Re: “Insurance agent pleads to scam” by Bill Lodge, The Advocate, Dec. 8.

Private individuals who are approached about an opportunity to apply for a life insurance policy with the promise of a profit to them as well as investors, such as individuals, trust funds or public retirement plans which are approached to invest in life settlements or in their derivative securities should pay heed to Bill Lodge’s report.

The case reported fits characteristics attendant to stranger originated life insurance transactions.

STOLI involves identifying party(ies) to apply for and purchase life insurance for significant amounts of coverage, often beyond what can reasonably be justified. The applicant who will be the proposed insured agrees to commit personal funds to pay for all or a portion of the premiums on the life insurance policy for an initial period of time, relying on a promise of a profit to them upon the intended future sale of the insurance policy through a life settlement transaction. The plan is to sell the policy sometime after the first two policy years. The life settlement broker may be the same party who originally sold the policy to the insured. If efforts to sell the policy are unsuccessful, the insured will not recoup any funds he had provided and will not realize the profit that had been promised to him/her. Life settled life insurance policies are often sold many times over until purchased by an ultimate investor. The ultimate investors can be individuals, mutual funds, trust funds, public retirement systems, etc.

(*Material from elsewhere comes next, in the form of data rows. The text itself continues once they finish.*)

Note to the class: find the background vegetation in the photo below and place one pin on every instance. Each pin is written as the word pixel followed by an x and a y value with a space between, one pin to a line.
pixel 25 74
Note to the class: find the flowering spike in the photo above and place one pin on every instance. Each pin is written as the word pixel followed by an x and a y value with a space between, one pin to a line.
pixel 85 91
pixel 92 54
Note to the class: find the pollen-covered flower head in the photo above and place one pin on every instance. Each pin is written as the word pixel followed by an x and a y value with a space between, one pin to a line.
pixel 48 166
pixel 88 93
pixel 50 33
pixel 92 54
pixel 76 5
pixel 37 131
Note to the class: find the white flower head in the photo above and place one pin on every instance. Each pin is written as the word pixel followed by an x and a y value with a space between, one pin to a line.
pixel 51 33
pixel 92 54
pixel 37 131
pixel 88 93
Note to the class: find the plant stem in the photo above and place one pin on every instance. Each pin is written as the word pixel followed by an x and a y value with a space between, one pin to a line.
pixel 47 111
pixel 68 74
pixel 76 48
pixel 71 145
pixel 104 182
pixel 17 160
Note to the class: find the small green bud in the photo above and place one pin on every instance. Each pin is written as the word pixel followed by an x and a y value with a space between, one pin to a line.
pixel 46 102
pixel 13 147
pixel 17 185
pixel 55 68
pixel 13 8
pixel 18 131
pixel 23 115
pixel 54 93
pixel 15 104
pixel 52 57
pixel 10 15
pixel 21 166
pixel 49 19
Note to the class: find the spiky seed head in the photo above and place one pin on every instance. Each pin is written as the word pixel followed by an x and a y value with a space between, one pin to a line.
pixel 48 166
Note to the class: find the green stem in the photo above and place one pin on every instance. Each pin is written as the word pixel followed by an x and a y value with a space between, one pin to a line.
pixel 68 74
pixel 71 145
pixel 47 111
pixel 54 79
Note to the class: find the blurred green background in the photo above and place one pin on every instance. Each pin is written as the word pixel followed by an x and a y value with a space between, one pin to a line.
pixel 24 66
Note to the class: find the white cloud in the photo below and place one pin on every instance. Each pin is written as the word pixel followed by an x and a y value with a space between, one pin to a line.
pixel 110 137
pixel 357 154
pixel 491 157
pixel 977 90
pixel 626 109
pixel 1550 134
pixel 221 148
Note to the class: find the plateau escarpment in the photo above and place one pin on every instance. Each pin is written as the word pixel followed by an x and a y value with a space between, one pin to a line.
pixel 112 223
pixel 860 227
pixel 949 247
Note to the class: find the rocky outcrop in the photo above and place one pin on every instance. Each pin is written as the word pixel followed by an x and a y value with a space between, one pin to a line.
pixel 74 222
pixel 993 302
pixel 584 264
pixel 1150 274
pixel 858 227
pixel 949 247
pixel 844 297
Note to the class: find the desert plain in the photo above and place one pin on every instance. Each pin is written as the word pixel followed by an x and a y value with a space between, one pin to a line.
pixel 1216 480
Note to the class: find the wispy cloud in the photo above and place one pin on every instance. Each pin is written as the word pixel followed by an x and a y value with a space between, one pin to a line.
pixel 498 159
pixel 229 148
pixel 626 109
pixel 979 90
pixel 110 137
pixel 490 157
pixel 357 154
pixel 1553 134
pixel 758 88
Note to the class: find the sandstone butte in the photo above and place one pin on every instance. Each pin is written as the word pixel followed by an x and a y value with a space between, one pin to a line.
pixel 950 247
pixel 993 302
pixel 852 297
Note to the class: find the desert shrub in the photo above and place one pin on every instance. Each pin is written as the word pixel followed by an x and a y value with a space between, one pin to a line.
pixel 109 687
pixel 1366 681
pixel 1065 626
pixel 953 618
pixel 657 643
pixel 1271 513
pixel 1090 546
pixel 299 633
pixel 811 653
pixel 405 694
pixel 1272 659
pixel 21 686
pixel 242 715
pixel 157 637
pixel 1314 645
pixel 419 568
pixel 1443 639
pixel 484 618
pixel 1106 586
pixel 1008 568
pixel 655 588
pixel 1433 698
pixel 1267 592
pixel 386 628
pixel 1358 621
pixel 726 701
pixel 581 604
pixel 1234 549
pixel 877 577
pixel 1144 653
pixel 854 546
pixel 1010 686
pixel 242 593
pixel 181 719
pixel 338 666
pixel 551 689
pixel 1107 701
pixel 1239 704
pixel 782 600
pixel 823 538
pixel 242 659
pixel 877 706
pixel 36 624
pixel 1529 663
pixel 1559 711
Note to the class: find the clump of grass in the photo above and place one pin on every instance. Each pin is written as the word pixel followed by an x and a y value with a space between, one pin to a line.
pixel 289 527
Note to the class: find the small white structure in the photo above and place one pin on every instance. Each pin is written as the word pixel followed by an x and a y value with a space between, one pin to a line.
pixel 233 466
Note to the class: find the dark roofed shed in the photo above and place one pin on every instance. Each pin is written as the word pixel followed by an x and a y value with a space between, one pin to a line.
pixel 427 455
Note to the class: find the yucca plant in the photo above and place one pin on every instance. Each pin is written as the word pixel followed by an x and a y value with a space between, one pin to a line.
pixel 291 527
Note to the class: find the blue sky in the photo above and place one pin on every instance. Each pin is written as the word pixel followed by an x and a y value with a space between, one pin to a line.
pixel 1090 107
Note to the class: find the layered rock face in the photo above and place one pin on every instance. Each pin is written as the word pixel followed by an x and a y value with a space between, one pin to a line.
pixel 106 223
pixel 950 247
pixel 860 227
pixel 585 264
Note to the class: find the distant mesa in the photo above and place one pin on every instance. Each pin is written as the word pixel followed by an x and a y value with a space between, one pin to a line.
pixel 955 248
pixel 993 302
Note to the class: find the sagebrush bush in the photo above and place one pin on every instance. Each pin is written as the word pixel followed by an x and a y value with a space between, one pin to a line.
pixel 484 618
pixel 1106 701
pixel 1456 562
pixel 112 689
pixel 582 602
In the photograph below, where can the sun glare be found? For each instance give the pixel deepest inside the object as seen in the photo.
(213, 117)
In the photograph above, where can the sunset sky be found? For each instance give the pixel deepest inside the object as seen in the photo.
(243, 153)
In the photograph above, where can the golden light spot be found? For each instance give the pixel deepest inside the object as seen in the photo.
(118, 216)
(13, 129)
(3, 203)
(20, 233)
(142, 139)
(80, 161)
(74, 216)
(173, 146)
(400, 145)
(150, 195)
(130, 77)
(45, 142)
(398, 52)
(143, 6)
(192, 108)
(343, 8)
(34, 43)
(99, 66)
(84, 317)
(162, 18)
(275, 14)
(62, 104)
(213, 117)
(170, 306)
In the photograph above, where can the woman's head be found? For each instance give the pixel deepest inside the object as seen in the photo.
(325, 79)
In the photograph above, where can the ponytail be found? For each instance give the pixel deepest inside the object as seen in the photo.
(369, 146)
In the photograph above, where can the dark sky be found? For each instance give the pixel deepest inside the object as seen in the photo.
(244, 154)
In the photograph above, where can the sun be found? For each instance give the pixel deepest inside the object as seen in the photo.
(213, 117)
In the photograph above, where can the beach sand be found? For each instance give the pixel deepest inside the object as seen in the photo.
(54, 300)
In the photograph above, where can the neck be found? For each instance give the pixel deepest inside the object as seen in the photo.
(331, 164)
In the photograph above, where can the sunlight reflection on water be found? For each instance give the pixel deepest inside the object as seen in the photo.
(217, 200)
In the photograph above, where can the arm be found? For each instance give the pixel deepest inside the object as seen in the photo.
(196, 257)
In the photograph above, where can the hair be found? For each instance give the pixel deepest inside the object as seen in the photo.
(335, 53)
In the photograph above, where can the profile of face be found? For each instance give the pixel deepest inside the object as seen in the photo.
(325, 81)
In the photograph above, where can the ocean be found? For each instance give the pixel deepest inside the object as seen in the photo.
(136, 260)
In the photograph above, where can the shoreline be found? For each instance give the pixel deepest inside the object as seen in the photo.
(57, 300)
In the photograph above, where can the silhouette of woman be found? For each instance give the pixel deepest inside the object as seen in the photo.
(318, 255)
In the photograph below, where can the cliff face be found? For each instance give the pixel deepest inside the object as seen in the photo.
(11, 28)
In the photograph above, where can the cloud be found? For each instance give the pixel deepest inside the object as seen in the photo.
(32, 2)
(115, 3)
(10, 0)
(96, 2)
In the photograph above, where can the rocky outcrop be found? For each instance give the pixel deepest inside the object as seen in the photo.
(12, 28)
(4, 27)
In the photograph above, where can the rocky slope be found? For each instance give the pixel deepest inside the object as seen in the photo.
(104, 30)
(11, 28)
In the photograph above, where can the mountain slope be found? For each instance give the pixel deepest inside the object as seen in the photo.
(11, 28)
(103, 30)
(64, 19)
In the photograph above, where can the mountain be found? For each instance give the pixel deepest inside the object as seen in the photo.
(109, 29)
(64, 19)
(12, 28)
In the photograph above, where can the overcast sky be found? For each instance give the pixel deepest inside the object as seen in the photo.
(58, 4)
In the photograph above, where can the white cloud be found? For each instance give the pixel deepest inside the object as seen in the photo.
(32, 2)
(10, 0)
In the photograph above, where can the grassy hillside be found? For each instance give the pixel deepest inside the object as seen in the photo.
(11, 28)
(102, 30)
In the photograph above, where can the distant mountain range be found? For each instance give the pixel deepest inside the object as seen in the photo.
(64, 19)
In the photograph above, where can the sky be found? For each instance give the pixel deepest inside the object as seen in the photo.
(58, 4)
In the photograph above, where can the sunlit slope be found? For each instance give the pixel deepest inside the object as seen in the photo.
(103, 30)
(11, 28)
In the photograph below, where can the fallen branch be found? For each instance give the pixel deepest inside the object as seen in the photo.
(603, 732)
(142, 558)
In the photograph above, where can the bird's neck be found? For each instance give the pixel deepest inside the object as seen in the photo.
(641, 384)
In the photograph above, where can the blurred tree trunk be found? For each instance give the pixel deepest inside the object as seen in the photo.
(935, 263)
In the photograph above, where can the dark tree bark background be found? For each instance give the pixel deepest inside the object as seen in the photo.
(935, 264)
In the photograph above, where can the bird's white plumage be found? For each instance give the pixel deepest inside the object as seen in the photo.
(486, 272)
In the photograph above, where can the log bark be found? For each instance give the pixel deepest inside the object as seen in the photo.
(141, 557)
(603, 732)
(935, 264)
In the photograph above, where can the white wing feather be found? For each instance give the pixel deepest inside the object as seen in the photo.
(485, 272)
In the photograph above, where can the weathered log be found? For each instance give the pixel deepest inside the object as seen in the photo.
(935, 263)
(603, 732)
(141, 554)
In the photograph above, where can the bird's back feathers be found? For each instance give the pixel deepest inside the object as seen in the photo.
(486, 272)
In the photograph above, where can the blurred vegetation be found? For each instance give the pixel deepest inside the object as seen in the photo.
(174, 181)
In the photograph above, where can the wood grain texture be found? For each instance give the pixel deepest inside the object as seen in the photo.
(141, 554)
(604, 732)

Unfortunately there have been a number of cases where insureds and others have lost monies expended for premiums and have had legal penalties and judgements imposed on them. Investors have also lost principal and/or not realized the anticipated level of investment returns as result of relying on asset values and investment return projections that are too optimistic or, worse yet, as result of the life insurer successfully rescinding a life insurance policy after they invested in it.

Life settlements have a place and serve a purpose. Unfortunately practices followed by some are open to question.

In conclusion, whether one is a potential insured or is a potential investor, when it comes to dealing with life settlements good and clear understanding is vital. Appropriate advice from knowledgeable parties should be sought. After all, if it sounds like it is too good to be true it probably is ... too good to be true!